Trustworthy Voices Project

We are using BURNC data and features which correlate with trusted or untrusted speech. These are the features for which a high value corresponds with trustworthiness or untrustworthiness:

Trusted:

Untrusted:

Basic Voice

We did a first pass on experimentally training a voice with these switches built in to synthesize in "trusted" or "untrusted" styles. There are many things we could experiment with doing differently, so the basic process is documented here. Suggestions for future experiments are in blue.

1. Feature extraction using Praat

You shouldn't really have to redo this unless you want to look at different features. See these two scripts in /proj/tts/data/english/brn/trustworthy/scripts/:

extractAcousticFeatures.praat
extractVoiceQualityFeatures.praat

Output is under trustworthy/ftrs/ (raw feature csv files).

2. Z-score normalization

In the lab's prior studies on deceptive speech, features normalized by speaker were examined. So, we also normalize the features by speaker. See scripts/zscore.py; output is ftrs/*_znorm.csv.

3. Thirds partitions

In accordance with our prior work on using frontend features to alter the style of synthesized speech, we decided to set thresholds for what is a "high," "medium," or "low" value for each feature such that each partition consists of a third of the data. This is very simplistic and there are probably better ways to partition the data, for example based on standard deviations around the mean, or based on at what value of the feature it becomes salient for trustworthiness. These are the steps for getting hi/med/lo partitions of the data based on each feature:

4. Label files

Label files are needed for voice training, and the method we are using to alter the speaking style relies on augmenting the frontend label files with this additional information about acoustic and prosodic features. The fullcontext label format represents a list of phonemes in context for one utterance. The different context elements are extracted by a frontend tool (we use Festival). The label file basically has one phoneme-in-context per line (with the start and end times of that phoneme in ten-millionths of seconds), and the line contains each context element separated by unique delimiters to enable pattern matching. See lab_format.pdf from the HTS demo for more information on the format and the standard contextual features. We are adding features at the utterance level; that is, every phoneme in the utterance gets the same value.

5. Questions file

In order for the new features in the label files to actually get used in voice training, they have to be included in the questions file. The questions file is used to parse the label files to feed features to the model, converting each line in the label file into a binary representation that corresponds with the answer to each yes/no question, where the answer is "yes" (1) if the pattern indicated in the question is matched in the label.

The default English question file is in $MERLINDIR/misc/questions/questions-radio_dnn_416.hed.
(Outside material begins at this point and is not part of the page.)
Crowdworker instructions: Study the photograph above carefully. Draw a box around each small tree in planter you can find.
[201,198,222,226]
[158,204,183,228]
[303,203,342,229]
On the left side is the name of the question (e.g. "LL-Vowel" is basically asking, "Is the phoneme two to the left of the current one a vowel?") and on the right side is a list of things for which a match would mean the answer is "yes" (e.g. all vowels in the English phoneset). The fullcontext label file uses symbols to delimit the different features, so that's why everything pertaining to, e.g. the current phoneme (questions starting with "C-") has the possible matches put between - and + (because that's how you find the current phoneme in the current label, according to lab_format.pdf). We made a custom questions file for this project by just copying the default English questions file and adding new questions pertaining to our new features -- this questions file is here: /proj/tts/tools/ecooper/merlin/misc/questions/questions-trustworthy.hed The questions that were added are at the top of the file, starting with Trust.

The representation in the questions file is a good area for future experimentation. For instance, right now the qfile only checks whether a given feature value is "hi" or "not hi" -- basically a binary switch. Merlin allows for numeric features as well as discrete symbolic pattern match type features -- see the CQS question type at the end of the default English qfile; see also the section on continuous numerical features here for more info. It is common practice to normalize numeric features, thus it may make sense to use the actual zscore-normalized feature values for each utterance in place of the 'hi,' 'med,' and 'lo' symbolic values. As a somewhat simpler experiment, it may also be worth trying using 1, 0, and -1 in place of hi, med, and lo, in a numeric-feature setting, and then seeing whether extrapolation can be done (e.g, setting a value of '2' in the test label files) which in theory is possible but we have not tried.

6. Voice Training

We based voice training on the basic "build your own voice" recipe in Merlin. The voice training directory is here: /proj/tts/tools/ecooper/merlin/egs/trustworthy/s1 The training recipe is thirds_voice.sh which is run by uncommenting each section one by one. The test synthesis output is in experiments/thirds_voice/test/synthesis/wav/*.wav.

If you train a new voice based on this recipe, the important things to change are the voice name (so the old voice doesn't get overwritten), and the label files and questions file if new ones were created.

6. Synthesis

See this script:

/proj/tts/tools/ecooper/merlin/egs/trustworthy/s1/synthesize.py

It will synthesize your input sentences in both trusted and nontrusted styles.